1 On the suffrage and elections in general in the eighteenth century, see the state constitutions in the well-known collections of Poore and Thorpe; A.E. McKinley, The Suffrage Franchise in the Thirteen English Colonies; Paulins The First Elections under the Constitution, Iowa Journal of History and Politics, Vol. II; Jameson, Did the Fathers Vote, New England Magazine, January, 1890; Thorpe, Constitutional History of the American People; S.H. Miller, Legal Qualifications for Office, American Historical Association Report (1899), Vol. I; F.A. Cleveland, Growth of Democracy; C.F. Bishop, History of Elections in the American Colonies; see below, Chap. IX.
2 The data on the constitutions here given are taken from Thorpes collection, Charters, Constitutions, etc.
3 Senators were apportioned among the respective districts on the basis of public taxes paid by the said districts.

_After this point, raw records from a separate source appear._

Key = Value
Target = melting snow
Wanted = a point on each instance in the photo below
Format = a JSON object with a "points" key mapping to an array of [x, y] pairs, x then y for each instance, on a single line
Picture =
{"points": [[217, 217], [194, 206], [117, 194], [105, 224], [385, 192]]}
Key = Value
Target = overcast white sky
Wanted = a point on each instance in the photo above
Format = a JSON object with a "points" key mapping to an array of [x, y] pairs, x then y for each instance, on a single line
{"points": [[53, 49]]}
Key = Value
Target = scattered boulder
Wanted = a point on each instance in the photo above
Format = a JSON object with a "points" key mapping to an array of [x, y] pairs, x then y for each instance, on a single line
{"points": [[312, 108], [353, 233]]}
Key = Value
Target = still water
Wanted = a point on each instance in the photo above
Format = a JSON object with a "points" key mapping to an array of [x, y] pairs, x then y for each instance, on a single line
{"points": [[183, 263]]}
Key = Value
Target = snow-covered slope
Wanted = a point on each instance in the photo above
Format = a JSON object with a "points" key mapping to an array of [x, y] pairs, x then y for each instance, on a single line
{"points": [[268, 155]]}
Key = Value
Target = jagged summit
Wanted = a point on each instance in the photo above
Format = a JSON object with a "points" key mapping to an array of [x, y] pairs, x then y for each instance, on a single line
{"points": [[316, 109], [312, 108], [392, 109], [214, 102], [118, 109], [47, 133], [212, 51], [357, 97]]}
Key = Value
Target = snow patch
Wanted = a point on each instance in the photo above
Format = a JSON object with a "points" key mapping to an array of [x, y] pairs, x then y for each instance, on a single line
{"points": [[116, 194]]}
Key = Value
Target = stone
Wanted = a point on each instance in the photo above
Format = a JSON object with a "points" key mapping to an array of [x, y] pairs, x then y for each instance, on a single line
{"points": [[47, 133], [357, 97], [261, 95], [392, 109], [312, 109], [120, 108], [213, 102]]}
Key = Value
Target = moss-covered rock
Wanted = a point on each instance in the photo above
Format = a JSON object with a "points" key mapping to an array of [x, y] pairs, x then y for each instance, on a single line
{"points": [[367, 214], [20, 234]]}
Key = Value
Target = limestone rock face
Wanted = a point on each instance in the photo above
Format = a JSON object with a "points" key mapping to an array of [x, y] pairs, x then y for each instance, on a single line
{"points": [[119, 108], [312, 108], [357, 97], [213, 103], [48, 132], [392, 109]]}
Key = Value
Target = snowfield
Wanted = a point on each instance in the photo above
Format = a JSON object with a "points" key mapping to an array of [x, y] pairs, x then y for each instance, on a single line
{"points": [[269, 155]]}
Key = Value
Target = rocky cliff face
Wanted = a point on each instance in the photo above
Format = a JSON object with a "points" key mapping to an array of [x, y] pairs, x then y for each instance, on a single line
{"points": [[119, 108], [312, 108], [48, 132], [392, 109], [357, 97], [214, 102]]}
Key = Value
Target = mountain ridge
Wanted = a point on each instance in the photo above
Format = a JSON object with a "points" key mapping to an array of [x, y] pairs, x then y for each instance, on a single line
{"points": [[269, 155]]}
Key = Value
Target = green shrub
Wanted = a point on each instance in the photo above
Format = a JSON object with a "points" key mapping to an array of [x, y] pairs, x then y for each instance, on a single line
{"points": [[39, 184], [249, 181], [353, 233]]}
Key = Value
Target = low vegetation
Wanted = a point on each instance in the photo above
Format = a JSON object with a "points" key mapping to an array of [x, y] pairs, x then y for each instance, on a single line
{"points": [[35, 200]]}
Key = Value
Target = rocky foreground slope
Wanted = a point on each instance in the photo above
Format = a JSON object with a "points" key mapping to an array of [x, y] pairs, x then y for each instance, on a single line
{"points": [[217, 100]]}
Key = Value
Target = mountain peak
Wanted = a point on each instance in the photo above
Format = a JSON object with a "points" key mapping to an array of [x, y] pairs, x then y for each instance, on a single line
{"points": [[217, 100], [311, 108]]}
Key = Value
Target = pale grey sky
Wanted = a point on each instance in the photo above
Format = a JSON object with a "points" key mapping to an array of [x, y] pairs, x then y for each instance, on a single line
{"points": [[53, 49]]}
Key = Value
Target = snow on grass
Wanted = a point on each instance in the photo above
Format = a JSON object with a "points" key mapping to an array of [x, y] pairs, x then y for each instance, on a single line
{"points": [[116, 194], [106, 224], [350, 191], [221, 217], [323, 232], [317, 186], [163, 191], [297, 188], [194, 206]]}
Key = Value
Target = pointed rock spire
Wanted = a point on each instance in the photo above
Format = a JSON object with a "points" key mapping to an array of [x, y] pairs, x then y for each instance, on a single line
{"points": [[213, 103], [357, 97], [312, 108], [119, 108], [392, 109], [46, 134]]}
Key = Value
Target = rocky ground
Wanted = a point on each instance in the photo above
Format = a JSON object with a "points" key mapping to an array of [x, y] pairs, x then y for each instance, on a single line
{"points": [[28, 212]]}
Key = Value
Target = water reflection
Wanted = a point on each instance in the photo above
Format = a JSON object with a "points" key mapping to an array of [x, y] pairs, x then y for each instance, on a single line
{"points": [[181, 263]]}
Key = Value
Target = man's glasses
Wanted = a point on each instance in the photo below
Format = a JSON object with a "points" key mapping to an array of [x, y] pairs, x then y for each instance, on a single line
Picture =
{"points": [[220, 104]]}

4 The Suffrage Franchise in the English Colonies, p. 414.
5 Greenes Register for the State of Connecticut, for the Year 1786, p. 4.
6 Magazine of American History, April, 1893, p.311.
7 See below, p. 241.
8 New York Journal, June 5, 1788.
10 McKinley, The Suffrage Franchise in the English Colonies, p. 270.
11 Tench Coxe fixes the number of taxables in Pennsylvania at 39,765 in 1770 and 91,177 in 1793. A View of the United States, p. 413.
12 Ambler, Sectionalism in Virginia, p. 29, note 11; for details see McKinley, op. cit., pp. 40 ff.
13 Schaper, Sectionalism in South Carolina, American Historical Association Report (1900), Vol. I, p. 368.
14 Statutes at Large (S.C.), Vol. IV, p. 99.
15 See below, p. 242.
16 Ibid., p. 167.
17 Some of the states selected delegates before Congress issued the call. Bancroft, op. cit., Vol. I, pp. 269 ff.